Mbalula writes: ‘The international community has failed to address the problem of low and unstable commodity prices, which consign millions of people to poverty.”

The only difference between the passages is that Mbalula’s is set in the active, rather than the passive voice. Watkins and Fowler write: ‘Trade is one of the most powerful forces linking our lives. It is also a source of unprecedented wealth.”

Mbalula writes: ‘Trade is one of the most powerful forces linking our lives, and a source of unprecedented wealth.”

This time the sentence is duplicated exactly, except that Mbalula went through the trouble of using a conjunction where Watkins and Fowler had not.

Watkins and Fowler write: ‘Large parts of the developing world are becoming enclaves of despair, increasingly marginalised and cut off from the rising wealth generated through trade.”

Mbalula writes: ‘Large parts of the developing world are becoming enclaves of despair, increasingly marginalised and cut off from the rising wealth generated through trade.”

Here there is no attempt to cover up; the pupil is clearly hopeful the teacher hasn’t seen the original work.

The original report clearly attributes copyright to Oxfam and only segments of the portable document format (PDF) file are free to view on the internet — it cannot be copied, as the file is password protected. The article can be purchased from Amazon.com at $20,75 (R162,90)

After having read the title of the Oxfam document no fewer than four times, Mbalula told the Mail & Guardian that he was ‘very sure” that he was a complete stranger to it. He assured us that everything he knew about global markets came from the writings of American economist Joseph Stiglitz and laughed off the notion that he had plagiarised anyone else’s writing.

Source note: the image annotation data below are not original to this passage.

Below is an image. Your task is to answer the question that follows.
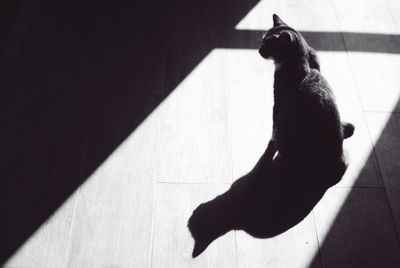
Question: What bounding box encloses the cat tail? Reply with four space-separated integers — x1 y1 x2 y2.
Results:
342 122 355 139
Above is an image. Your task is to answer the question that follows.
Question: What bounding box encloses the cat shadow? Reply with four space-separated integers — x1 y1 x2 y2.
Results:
188 143 342 257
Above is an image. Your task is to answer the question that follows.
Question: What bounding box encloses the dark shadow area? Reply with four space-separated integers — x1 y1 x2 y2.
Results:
228 30 400 54
0 0 258 263
0 0 397 263
188 140 346 257
312 99 400 267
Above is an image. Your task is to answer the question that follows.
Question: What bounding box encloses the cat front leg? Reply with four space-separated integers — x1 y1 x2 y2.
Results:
265 128 278 160
342 122 355 139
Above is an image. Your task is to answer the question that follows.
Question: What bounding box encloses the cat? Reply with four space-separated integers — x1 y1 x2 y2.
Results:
188 14 354 257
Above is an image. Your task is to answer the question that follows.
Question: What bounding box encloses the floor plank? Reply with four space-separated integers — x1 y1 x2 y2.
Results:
152 183 236 268
158 50 232 182
236 213 322 268
314 188 400 267
68 110 158 267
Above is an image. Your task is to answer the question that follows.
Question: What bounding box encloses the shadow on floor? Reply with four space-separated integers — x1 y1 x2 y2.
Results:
311 101 400 267
0 0 397 263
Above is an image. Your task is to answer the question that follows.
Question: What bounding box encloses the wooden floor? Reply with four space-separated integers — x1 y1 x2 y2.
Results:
1 0 400 267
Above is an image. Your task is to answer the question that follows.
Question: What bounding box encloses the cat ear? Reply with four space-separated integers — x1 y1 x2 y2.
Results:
272 14 286 27
278 32 293 44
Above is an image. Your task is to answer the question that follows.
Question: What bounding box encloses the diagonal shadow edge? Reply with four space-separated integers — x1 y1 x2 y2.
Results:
0 1 399 263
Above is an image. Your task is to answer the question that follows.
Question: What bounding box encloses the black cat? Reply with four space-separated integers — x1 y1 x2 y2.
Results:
259 14 354 184
188 14 354 257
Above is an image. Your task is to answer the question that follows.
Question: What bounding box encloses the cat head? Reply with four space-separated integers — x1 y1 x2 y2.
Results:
259 14 319 70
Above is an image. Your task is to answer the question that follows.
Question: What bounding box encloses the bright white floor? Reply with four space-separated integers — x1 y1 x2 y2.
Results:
5 0 400 267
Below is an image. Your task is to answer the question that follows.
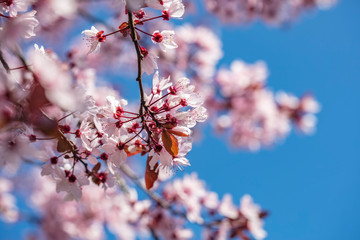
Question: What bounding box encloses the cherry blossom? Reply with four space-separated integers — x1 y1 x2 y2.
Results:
81 26 106 53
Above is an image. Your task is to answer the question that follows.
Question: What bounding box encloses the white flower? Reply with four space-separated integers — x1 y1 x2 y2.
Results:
151 71 171 95
2 0 28 17
81 26 106 54
0 10 39 49
152 30 178 52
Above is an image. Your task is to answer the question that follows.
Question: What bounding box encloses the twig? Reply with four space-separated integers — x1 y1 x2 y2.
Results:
0 50 10 73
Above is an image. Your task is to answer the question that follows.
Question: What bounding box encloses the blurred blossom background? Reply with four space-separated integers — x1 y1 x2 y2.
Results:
0 0 360 240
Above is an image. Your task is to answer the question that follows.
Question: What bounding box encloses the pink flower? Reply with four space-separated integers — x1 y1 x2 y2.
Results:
81 26 106 54
0 0 29 17
152 30 178 52
0 10 39 48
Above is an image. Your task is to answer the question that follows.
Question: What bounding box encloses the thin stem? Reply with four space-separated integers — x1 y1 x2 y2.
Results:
128 9 145 122
149 93 170 106
135 27 154 37
136 15 162 25
0 50 10 72
9 65 31 71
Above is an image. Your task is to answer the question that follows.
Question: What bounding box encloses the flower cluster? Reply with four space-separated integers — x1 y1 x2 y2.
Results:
21 173 267 240
0 0 333 237
209 61 319 150
0 178 19 222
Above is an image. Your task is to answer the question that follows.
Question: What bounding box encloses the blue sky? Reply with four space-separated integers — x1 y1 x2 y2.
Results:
186 0 360 240
0 0 360 240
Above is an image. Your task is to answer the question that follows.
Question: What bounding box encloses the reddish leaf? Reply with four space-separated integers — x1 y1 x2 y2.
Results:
145 156 159 190
168 129 189 137
161 129 179 157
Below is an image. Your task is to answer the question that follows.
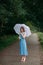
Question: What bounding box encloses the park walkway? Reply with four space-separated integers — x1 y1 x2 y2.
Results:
0 33 43 65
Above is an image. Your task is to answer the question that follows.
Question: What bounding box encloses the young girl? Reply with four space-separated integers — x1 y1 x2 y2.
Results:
19 27 28 62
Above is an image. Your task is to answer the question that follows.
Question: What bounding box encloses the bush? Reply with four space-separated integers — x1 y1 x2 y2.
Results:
0 35 18 50
38 32 43 47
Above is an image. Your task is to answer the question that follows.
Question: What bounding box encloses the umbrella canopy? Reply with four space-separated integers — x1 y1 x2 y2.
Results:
14 24 31 37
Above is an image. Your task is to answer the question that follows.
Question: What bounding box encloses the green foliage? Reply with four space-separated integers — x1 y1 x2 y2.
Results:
0 35 18 51
37 32 43 47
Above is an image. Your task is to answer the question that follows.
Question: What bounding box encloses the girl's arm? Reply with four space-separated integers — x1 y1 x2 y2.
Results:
22 32 26 38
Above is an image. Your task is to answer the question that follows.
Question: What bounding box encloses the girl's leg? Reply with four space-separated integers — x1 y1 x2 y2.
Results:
21 56 26 62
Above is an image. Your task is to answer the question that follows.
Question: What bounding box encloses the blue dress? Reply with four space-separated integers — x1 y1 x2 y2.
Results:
20 35 28 56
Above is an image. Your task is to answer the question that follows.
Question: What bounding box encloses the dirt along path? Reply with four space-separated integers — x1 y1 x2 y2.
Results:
0 33 40 65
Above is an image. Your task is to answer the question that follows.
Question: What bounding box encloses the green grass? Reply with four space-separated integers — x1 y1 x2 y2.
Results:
37 32 43 48
0 35 18 51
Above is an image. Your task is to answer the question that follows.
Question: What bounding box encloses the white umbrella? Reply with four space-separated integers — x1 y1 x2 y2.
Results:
14 24 31 37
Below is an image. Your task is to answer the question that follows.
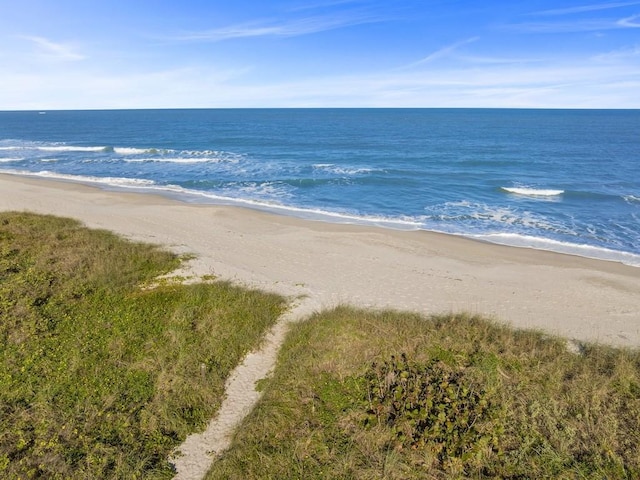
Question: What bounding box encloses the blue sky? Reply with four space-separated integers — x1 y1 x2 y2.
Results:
0 0 640 110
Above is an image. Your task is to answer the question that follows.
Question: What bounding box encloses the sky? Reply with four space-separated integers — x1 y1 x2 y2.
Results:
0 0 640 110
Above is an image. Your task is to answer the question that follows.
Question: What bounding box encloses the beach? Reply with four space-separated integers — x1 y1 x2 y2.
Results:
0 175 640 347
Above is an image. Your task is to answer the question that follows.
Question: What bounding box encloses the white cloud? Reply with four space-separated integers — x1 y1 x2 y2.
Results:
173 13 381 42
403 37 480 68
618 15 640 28
530 2 640 15
22 36 86 62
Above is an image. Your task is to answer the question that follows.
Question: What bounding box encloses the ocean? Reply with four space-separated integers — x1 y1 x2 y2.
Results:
0 109 640 266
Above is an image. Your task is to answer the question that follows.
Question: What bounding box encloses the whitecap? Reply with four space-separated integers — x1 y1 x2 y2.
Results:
36 145 108 152
500 187 564 197
466 233 640 267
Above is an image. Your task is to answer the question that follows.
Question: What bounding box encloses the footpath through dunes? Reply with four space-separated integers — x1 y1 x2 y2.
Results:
0 175 640 478
170 299 317 480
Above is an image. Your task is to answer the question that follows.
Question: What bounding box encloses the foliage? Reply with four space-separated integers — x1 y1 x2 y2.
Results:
208 307 640 480
0 213 284 479
365 353 504 468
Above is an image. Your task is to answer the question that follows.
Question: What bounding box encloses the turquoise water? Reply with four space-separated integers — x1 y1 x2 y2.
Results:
0 109 640 266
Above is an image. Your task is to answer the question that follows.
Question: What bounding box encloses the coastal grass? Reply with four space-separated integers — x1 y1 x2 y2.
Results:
207 307 640 480
0 212 286 479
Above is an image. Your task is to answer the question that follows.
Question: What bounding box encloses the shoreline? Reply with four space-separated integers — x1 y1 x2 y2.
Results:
0 169 640 268
0 174 640 347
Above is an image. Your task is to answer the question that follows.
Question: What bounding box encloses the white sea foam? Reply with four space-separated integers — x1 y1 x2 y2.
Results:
313 163 373 175
500 187 564 197
3 170 156 188
113 147 157 155
36 145 108 152
468 233 640 267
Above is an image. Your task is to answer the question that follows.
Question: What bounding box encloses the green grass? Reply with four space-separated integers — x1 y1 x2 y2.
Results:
207 308 640 480
0 213 286 479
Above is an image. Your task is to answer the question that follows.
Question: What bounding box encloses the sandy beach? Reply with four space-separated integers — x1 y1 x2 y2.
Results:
0 175 640 347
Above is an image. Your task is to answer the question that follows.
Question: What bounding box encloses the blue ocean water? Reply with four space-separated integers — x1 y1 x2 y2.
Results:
0 109 640 266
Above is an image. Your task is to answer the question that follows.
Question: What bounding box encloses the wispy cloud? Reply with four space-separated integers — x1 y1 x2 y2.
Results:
530 2 640 15
21 36 86 62
404 37 480 68
618 15 640 28
175 13 382 42
289 0 367 12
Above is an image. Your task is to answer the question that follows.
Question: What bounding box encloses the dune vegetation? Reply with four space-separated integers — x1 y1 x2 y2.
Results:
207 307 640 479
0 213 286 479
0 212 640 480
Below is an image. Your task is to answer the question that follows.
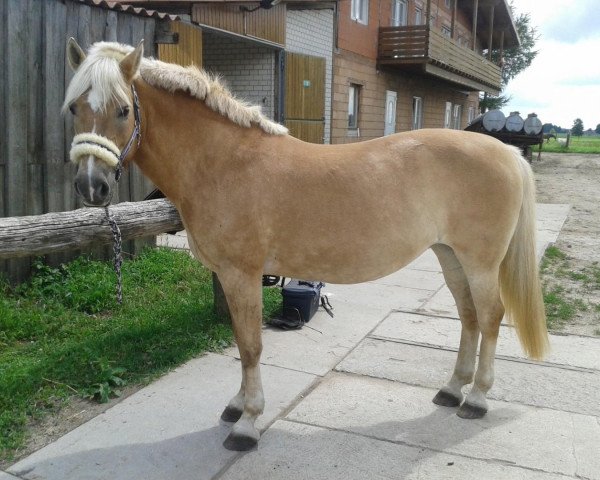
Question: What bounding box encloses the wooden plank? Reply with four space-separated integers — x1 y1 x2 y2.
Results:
285 53 325 121
6 0 29 216
89 3 108 44
27 2 45 222
104 11 119 42
285 120 325 143
0 1 8 174
0 199 183 259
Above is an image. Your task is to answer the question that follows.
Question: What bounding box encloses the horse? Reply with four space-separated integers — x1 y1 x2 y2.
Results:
63 39 548 451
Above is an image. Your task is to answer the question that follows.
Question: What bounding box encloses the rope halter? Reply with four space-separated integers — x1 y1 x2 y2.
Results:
69 84 142 181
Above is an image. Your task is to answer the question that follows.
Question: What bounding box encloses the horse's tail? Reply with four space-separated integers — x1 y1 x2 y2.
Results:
500 148 549 360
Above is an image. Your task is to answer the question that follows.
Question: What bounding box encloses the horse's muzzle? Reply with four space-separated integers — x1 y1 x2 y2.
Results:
75 172 112 207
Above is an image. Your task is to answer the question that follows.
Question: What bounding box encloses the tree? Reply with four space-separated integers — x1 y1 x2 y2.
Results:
571 118 583 137
479 2 540 112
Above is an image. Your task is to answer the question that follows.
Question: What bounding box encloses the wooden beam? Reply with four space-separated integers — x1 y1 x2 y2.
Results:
0 199 183 259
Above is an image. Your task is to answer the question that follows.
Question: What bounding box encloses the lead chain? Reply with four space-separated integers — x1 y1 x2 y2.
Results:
104 205 123 305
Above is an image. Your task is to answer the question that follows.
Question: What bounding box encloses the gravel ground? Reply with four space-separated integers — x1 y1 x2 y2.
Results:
533 153 600 336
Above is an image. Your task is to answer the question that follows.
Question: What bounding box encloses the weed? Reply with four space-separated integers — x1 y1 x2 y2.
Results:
0 249 281 461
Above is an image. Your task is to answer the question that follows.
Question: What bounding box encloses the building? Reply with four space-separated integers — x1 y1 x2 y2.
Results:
116 0 519 143
331 0 519 143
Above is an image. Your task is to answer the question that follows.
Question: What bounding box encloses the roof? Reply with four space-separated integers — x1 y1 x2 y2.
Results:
75 0 179 21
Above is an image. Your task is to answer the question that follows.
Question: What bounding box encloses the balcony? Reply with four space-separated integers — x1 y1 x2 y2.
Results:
377 25 501 95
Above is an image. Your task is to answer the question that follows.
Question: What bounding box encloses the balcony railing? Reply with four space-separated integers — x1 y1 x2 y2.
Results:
377 25 501 94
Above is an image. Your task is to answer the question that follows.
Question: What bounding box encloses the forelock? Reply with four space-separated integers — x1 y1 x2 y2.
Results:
62 42 133 112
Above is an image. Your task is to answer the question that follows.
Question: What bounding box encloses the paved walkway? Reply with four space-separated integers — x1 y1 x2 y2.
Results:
5 205 600 480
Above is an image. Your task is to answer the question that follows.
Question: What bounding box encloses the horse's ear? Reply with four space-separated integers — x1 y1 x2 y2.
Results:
119 40 144 83
67 37 85 72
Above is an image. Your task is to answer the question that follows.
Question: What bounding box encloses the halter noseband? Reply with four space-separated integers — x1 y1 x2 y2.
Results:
69 83 142 181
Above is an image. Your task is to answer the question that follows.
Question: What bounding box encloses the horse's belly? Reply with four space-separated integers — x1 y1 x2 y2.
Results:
264 227 435 283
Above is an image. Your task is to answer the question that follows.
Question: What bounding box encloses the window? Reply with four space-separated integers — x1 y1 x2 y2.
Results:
444 102 452 128
452 105 462 130
415 8 423 25
348 83 360 129
350 0 369 25
412 97 423 130
392 0 408 27
467 106 475 125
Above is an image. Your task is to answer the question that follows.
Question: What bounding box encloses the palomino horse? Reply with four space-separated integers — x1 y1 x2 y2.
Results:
64 39 548 450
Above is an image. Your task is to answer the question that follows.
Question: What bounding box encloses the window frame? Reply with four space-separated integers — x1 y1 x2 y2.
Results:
350 0 369 25
391 0 408 27
348 82 362 130
411 96 423 130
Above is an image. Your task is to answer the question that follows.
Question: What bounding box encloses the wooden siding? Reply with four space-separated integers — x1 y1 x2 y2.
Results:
0 0 156 281
377 25 501 94
192 3 286 46
285 53 325 143
158 22 202 67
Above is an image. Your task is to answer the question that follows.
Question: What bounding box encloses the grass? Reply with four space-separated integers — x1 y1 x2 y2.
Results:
541 246 600 328
534 135 600 154
0 249 281 462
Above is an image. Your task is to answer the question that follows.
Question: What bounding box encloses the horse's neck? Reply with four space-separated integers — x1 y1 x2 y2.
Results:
133 81 239 201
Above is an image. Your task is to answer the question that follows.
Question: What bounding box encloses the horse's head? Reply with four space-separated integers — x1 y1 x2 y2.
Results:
63 38 143 206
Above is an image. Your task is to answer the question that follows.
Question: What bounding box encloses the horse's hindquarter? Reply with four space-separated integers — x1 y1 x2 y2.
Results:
257 130 521 283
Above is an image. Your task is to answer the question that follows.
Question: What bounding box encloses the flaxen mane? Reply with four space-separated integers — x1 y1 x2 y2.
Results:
63 42 287 135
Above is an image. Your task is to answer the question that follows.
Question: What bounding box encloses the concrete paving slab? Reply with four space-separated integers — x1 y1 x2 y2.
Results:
336 338 600 417
0 472 19 480
221 420 570 480
370 267 444 292
288 374 600 480
8 354 315 480
224 296 389 376
323 282 435 313
372 312 600 370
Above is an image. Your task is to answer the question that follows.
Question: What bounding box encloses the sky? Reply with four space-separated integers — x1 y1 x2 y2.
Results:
502 0 600 130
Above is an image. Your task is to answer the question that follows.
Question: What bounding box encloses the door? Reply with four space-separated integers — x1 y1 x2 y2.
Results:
285 53 325 143
383 90 398 135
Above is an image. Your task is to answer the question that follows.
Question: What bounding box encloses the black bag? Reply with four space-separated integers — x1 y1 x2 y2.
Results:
269 279 333 329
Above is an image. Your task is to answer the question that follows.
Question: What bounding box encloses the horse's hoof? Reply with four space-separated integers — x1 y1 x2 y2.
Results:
432 390 462 407
223 432 258 452
221 406 243 423
456 402 487 420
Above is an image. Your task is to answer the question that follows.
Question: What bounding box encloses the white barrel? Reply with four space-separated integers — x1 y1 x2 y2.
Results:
523 113 542 135
482 110 506 132
506 112 525 133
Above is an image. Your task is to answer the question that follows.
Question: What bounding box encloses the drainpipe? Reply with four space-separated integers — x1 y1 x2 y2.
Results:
488 3 495 61
472 0 479 51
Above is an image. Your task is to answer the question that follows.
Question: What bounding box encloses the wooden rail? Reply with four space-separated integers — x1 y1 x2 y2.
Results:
0 199 183 259
377 25 501 90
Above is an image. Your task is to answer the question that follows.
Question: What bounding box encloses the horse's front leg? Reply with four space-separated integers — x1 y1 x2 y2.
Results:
218 270 265 451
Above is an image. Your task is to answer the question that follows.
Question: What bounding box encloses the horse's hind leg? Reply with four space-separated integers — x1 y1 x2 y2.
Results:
218 271 265 451
432 244 479 407
457 267 504 418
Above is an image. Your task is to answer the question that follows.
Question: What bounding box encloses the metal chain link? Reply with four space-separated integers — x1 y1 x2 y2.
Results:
104 205 123 305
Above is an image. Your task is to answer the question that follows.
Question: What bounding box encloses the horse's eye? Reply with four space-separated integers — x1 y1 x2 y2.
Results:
117 105 129 118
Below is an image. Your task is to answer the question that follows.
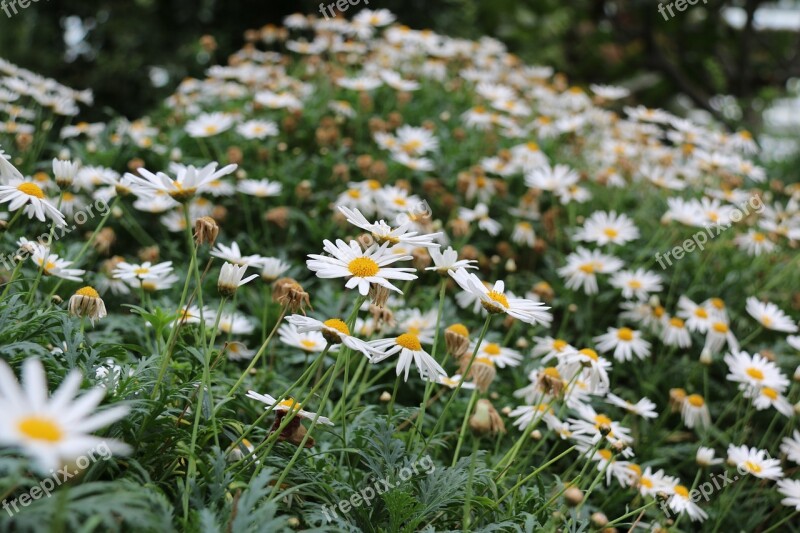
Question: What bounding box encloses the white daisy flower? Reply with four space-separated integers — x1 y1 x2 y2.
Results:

Which leaves the rest of us pondering how phenomenally similar his thoughts on unfair global trade were to the authors’. Not that this is a bad thing — if enough voices send the same message, we might just create a fairer global trade system.

Oxfam seems unperturbed and even a little flattered that Mbalula has dipped so heavily into their work. In what appears to be a tongue-in-cheek response, implying that if politicians must plagiarise them they should use more recent reports, Nombuso Shabalala, media and communications officer for Oxfam South Africa, said: ‘Oxfam produces reports on important development topics in order to inform people and influence interventions to end poverty and suffering.”

She added that they were ‘happy that senior political figures, such as Mbalula and others, with an ability to influence policy direction are making use of these reports and hope that they continue to use more recent reports on trade and other topics that are available on [the Oxfam] website”.

ANC national spokesperson Jesse Duarte said that ‘if Umrambulo has published something that has not been properly sourced, [they] will certainly investigate and make whatever amends are necessary”.